PCC Northern Division Champions
- Conference: Pacific Coast Conference
- Record: 25–7 (13–3 PCC)
- Head coach: Hec Edmundson (16th season);
- Captain: Ralph Bishop
- Home arena: UW Pavilion

= 1935–36 Washington Huskies men's basketball team =

American college basketball season

The 1935–36 Washington Huskies men's basketball team represented the University of Washington for the 1935–36 NCAA college basketball season. Led by sixteenth-year head coach Hec Edmundson, the Huskies were members of the Pacific Coast Conference and played their home games on campus at the UW Pavilion in Seattle, Washington.

The Huskies were 21–4 overall in the regular season and 13–3 in conference play; first in the Northern division. Washington traveled to Stanford for the conference playoff series and were swept in two games.
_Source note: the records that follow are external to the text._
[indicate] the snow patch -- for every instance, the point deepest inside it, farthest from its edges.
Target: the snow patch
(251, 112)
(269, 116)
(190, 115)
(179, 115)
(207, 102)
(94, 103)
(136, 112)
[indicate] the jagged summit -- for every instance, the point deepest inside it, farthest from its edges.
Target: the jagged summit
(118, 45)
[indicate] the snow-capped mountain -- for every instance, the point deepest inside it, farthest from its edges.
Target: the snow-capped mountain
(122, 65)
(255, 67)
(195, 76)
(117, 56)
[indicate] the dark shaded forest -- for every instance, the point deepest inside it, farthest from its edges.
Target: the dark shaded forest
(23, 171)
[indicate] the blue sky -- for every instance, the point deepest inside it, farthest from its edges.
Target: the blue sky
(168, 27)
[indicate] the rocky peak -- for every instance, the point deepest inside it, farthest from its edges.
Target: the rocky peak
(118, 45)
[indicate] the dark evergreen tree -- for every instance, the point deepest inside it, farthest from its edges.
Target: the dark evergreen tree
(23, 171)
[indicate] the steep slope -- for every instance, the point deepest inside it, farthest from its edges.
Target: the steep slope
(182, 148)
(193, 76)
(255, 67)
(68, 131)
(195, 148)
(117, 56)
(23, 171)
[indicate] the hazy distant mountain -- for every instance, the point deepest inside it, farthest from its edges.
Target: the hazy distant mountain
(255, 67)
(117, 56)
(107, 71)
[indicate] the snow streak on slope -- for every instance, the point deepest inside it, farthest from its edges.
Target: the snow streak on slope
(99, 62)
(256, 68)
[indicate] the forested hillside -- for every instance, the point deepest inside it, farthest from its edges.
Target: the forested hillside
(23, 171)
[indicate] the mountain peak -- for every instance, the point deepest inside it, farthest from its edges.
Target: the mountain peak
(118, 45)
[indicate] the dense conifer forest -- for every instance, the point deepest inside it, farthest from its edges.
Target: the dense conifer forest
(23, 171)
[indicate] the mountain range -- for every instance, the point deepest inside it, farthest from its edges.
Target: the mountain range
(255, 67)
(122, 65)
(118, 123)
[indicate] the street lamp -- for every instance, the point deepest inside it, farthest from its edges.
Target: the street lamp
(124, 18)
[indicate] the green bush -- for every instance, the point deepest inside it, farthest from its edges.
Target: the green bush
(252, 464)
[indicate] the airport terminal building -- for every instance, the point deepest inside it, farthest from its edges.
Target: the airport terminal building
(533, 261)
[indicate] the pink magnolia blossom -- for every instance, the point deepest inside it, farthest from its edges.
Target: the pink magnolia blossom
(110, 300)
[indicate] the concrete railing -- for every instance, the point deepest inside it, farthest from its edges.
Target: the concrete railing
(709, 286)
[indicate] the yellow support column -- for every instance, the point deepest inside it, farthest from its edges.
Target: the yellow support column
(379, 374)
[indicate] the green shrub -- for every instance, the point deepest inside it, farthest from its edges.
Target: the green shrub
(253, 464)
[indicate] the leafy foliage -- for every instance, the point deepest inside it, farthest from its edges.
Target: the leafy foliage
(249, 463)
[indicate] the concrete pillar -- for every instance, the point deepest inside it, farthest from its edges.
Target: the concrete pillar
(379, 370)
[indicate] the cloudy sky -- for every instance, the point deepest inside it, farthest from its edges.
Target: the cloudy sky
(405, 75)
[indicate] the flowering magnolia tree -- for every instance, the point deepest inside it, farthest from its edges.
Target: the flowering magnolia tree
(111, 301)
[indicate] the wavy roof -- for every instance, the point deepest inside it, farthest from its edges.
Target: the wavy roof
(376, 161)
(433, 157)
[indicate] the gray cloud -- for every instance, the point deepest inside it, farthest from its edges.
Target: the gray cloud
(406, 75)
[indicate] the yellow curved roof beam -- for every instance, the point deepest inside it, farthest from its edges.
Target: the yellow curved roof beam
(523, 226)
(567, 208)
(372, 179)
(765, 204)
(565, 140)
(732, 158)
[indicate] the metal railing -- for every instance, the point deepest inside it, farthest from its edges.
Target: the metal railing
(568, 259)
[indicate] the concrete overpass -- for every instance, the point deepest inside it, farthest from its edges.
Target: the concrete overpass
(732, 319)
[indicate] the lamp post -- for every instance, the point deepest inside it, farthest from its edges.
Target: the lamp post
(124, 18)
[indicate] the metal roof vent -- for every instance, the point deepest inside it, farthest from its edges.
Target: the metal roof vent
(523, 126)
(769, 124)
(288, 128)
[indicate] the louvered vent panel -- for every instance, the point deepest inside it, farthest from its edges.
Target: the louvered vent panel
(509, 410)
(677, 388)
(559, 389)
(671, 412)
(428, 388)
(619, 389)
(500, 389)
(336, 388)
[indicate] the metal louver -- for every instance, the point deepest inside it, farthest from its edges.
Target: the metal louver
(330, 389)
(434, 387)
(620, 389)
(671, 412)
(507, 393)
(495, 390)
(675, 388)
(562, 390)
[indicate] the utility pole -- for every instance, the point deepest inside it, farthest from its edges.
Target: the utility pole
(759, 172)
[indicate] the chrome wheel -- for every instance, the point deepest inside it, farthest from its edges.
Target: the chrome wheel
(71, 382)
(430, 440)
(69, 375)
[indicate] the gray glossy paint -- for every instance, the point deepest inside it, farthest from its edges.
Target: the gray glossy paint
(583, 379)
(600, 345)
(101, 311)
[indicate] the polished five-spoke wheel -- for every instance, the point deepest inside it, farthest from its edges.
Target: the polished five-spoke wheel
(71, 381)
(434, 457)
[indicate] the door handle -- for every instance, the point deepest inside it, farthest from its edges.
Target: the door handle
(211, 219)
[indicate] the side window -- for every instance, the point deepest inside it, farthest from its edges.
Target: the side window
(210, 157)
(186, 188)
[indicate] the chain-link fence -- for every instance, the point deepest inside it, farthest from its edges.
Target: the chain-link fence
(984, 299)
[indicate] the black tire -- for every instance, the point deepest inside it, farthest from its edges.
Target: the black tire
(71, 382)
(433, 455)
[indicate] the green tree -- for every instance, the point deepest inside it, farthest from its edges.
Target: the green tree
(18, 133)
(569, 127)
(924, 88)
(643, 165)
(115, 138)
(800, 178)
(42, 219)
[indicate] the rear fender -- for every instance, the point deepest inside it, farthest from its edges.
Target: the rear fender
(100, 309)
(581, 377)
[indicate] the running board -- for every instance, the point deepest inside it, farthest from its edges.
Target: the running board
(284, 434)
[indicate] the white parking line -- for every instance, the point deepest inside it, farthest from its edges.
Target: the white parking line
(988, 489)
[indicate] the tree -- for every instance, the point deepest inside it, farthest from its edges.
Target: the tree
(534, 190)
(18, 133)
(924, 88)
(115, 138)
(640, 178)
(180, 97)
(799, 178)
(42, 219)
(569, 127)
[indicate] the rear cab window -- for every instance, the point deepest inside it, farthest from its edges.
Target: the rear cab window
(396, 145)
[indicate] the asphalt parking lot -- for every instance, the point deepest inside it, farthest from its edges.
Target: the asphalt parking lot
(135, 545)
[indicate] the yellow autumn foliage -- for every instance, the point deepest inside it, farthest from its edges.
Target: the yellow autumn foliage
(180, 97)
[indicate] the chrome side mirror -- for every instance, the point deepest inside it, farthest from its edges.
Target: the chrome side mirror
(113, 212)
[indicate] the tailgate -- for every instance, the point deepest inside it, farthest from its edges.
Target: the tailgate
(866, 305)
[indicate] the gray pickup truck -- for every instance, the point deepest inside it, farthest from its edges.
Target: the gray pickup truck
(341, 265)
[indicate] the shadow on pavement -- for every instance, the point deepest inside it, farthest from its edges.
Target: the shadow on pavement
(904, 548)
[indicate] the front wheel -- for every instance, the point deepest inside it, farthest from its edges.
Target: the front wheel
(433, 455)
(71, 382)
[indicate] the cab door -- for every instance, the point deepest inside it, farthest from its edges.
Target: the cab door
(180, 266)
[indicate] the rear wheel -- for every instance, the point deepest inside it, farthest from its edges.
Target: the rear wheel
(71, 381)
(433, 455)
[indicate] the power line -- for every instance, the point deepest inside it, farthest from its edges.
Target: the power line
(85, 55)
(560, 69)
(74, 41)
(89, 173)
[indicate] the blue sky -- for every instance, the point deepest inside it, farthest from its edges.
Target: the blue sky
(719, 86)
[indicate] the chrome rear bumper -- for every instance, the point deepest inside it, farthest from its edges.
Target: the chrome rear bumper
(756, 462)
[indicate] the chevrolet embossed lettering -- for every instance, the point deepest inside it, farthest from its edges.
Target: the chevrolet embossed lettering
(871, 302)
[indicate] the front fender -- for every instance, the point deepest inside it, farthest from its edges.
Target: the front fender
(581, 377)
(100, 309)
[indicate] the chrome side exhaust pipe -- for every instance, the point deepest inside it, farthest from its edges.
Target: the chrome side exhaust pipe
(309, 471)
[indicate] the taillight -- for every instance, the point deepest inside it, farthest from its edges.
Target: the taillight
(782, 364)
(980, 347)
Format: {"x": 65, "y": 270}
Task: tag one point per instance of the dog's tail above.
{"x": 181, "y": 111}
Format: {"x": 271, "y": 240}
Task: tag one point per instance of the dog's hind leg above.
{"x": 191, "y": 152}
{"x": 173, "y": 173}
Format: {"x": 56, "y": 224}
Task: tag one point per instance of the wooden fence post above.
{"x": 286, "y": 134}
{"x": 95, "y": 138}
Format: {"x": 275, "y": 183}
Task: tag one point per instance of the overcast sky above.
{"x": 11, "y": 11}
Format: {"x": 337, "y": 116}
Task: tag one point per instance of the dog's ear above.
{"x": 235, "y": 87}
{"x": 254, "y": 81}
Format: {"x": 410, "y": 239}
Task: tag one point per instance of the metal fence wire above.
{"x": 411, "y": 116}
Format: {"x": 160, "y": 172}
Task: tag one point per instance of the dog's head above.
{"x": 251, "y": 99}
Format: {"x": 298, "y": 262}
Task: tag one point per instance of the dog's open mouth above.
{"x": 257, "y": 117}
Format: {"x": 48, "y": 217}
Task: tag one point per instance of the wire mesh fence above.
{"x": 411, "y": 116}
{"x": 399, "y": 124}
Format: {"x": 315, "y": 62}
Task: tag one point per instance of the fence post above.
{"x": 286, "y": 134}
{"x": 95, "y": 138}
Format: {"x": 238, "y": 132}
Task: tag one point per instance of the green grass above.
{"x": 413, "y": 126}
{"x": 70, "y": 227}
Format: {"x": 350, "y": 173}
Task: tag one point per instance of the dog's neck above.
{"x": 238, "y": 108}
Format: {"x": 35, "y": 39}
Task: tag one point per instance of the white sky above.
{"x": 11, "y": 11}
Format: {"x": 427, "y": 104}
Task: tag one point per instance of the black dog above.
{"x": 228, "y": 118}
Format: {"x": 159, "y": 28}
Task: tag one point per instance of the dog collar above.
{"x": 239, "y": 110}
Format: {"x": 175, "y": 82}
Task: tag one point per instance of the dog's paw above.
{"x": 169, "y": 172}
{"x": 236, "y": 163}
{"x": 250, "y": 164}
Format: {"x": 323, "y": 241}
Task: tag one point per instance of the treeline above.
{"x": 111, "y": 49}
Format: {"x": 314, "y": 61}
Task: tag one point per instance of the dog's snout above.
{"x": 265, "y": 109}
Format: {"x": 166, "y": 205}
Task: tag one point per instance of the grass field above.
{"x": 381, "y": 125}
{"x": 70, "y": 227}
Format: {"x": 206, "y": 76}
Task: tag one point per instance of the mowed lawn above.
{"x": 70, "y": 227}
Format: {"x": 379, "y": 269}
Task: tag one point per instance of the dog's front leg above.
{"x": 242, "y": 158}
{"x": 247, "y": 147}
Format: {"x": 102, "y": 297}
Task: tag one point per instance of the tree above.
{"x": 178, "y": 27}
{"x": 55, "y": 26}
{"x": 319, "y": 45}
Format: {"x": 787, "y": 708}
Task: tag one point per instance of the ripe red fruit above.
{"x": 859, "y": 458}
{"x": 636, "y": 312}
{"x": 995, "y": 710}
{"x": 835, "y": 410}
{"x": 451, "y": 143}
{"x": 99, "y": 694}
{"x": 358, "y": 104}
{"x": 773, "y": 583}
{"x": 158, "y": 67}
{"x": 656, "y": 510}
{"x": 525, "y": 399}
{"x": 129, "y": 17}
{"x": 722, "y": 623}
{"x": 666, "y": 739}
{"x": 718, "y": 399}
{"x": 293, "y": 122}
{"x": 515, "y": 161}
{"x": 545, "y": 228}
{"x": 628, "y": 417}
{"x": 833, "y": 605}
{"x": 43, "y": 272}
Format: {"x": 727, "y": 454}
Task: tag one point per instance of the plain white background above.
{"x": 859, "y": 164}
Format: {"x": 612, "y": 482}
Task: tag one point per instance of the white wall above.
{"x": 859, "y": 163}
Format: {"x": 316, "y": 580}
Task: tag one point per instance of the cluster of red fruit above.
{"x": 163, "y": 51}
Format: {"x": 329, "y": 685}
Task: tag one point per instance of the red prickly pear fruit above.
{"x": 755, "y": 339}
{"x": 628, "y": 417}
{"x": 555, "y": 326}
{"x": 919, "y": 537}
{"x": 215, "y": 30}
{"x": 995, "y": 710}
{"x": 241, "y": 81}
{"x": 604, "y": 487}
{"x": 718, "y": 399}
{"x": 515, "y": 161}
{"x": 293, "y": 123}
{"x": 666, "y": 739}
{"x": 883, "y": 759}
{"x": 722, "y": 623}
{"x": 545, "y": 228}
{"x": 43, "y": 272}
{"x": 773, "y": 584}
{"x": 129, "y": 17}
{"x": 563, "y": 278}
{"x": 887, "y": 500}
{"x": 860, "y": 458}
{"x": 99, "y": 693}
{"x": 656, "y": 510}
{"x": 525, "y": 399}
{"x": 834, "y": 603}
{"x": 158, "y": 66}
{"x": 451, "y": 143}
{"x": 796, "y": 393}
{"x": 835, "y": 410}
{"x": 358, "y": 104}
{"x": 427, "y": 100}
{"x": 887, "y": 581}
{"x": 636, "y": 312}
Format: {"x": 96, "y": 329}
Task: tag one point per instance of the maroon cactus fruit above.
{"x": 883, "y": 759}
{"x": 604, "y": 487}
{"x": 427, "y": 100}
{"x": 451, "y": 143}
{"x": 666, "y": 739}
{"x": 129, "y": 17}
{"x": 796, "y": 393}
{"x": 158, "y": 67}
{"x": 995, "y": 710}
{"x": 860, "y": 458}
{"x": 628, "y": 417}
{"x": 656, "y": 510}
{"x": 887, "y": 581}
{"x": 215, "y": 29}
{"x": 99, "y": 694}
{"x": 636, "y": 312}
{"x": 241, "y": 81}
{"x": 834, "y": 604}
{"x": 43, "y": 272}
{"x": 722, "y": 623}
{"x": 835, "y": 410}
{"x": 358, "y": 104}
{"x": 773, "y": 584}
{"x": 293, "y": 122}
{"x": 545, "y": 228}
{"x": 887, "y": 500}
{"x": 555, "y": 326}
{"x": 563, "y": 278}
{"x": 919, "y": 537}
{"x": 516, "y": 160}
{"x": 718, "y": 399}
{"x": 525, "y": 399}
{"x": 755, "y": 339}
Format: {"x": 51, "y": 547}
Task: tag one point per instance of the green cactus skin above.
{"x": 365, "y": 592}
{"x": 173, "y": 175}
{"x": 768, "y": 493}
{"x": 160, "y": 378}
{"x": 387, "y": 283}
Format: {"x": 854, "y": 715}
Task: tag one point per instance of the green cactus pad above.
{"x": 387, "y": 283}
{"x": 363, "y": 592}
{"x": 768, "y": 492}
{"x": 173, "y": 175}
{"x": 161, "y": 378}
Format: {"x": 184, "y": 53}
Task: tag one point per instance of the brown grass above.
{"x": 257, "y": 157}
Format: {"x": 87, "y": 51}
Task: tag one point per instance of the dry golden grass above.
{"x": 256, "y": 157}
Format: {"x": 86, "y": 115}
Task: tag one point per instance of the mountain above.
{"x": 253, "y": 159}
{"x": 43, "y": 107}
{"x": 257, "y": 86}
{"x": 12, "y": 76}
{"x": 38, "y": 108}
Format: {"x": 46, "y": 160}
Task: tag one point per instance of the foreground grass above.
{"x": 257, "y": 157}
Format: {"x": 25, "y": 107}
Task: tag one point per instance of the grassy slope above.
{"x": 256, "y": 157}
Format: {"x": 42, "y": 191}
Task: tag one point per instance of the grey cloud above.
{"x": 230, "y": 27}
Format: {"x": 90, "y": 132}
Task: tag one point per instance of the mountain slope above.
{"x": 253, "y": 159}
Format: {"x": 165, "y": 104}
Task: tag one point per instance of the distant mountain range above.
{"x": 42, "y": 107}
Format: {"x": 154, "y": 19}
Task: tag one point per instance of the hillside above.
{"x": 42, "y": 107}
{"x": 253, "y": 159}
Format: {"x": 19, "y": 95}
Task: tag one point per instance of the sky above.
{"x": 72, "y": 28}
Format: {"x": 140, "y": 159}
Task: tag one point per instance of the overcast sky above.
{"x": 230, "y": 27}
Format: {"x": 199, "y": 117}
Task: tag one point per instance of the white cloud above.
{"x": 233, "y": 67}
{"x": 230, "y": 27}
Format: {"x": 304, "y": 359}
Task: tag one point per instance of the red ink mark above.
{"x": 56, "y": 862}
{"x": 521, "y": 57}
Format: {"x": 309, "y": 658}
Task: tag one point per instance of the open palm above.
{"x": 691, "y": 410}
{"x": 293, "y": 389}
In the Olympic Trials soon after the season, the Huskies were 4–1.

The National Invitation Tournament (NIT) debuted in 1938, and the NCAA tournament in 1939.

==Postseason results==

| Date time, TV | Opponent | Result | Record | Site (attendance) city, state |
Pacific Coast Conference Playoff Series
| Fri, March 13 | vs. Stanford Game One | L 39–60 | 21–5 | Civic Auditorium San Francisco, California |
| Sat, March 14 | at Stanford Game Two | L 38–48 | 21–6 | Stanford Pavilion Stanford, California |
*Non-conference game. (#) Tournament seedings in parentheses. All times are in Pacific time.